Sur ce sujet : "l'interdiction du téléchargement va à l'encontre de l'intérêt général. Intérêts de l'investisseur contre droit d'auteur". (ou encore Droits d'Auteur, contre Droits voisins). Philippe GAUDRAT, avait publié une excellente étude dans Libération du 4 mai dernier.
Outre son absurdité, l'interdiction du téléchargement va à l'encontre de l'intérêt général.
Intérêts de l'investisseur contre droit d'auteur
par Philippe GAUDRAT
QUOTIDIEN : jeudi 04 mai 2006
Philippe Gaudrat professeur à la faculté de droit et des sciences sociales de Poitiers.
Le 21 mars 2006, l'Assemblée nationale a voté un projet de loi «sur le droit d'auteur et les droits voisins dans la société de l'information» (projet DADVSI), transposant la directive du 22 mai 2001, et qui est à présent sur le bureau du Sénat. Derrière un faux débat sur le peer-to-peer (P2P) se joue la substitution du modèle américain au modèle français : trois siècles d'histoire et une identité culturelle forte sont promis à l'éradication. Pourquoi ?

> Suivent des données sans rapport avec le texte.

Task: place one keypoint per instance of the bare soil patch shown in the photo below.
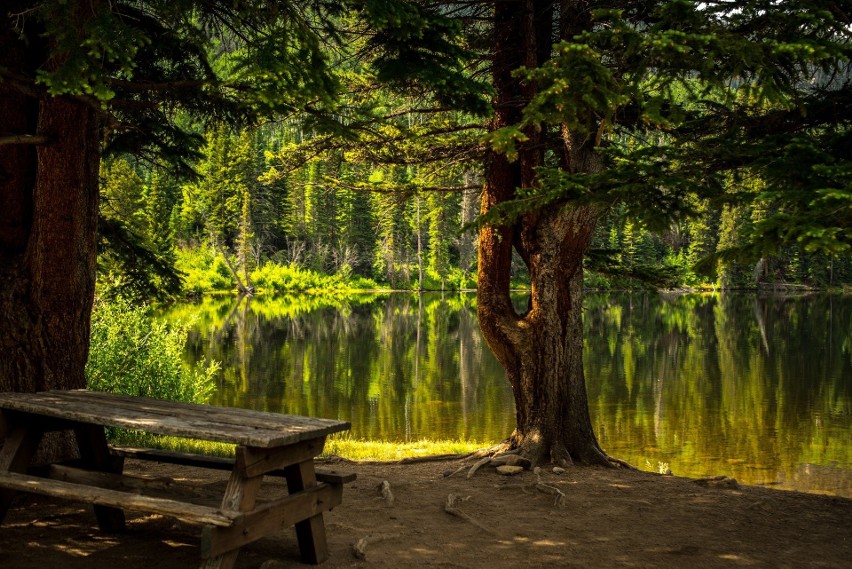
(608, 518)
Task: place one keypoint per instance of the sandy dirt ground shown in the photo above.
(607, 518)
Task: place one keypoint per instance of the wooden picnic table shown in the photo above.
(266, 443)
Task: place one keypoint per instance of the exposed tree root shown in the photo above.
(480, 463)
(450, 508)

En l'état actuel des textes, le détenteur d'un livre ou d'un CD peut en faire des copies pour son usage personnel. Ces copies (comme l'original) peuvent circuler librement dans son cercle de famille. On peut donc dupliquer un CD pour en avoir un exemplaire dans sa maison de campagne, sa voiture ou sur le disque dur de son ordinateur ; on peut prêter ses exemplaires (ou leur copie) à ses enfants, mais non à ses collègues de travail, pas plus que les enfants ne le peuvent à leurs camarades de classe (faute de faire partie du cercle de famille de référence...). Ce libéralisme est inconnu aux Etats-Unis. Depuis l'adoption du DMCA (Digital Millenium Copyright Act, 1998), les titulaires de copyright sont autorisés à introduire dans les fichiers mis en ligne et les CD et DVD commercialisés des mesures techniques (DRM, Digital Rights Management) dont le contournement est pénalisé. Par ce biais, la copie peut être interdite ou limitée en nombre. L'accès à l'oeuvre, à partir de l'exemplaire, peut être contrôlé : limitation du temps d'utilisation du support, nombre limité de lectures, voire, pour chacune d'elles, exigence d'identification par l'Internet. On sait où et quand le support est utilisé ; la jouissance de l'oeuvre peut être tarifée à l'accès. Pourquoi une telle différence de solutions ? Parce que les modèles juridiques mis en oeuvre par les DRM sont opposés.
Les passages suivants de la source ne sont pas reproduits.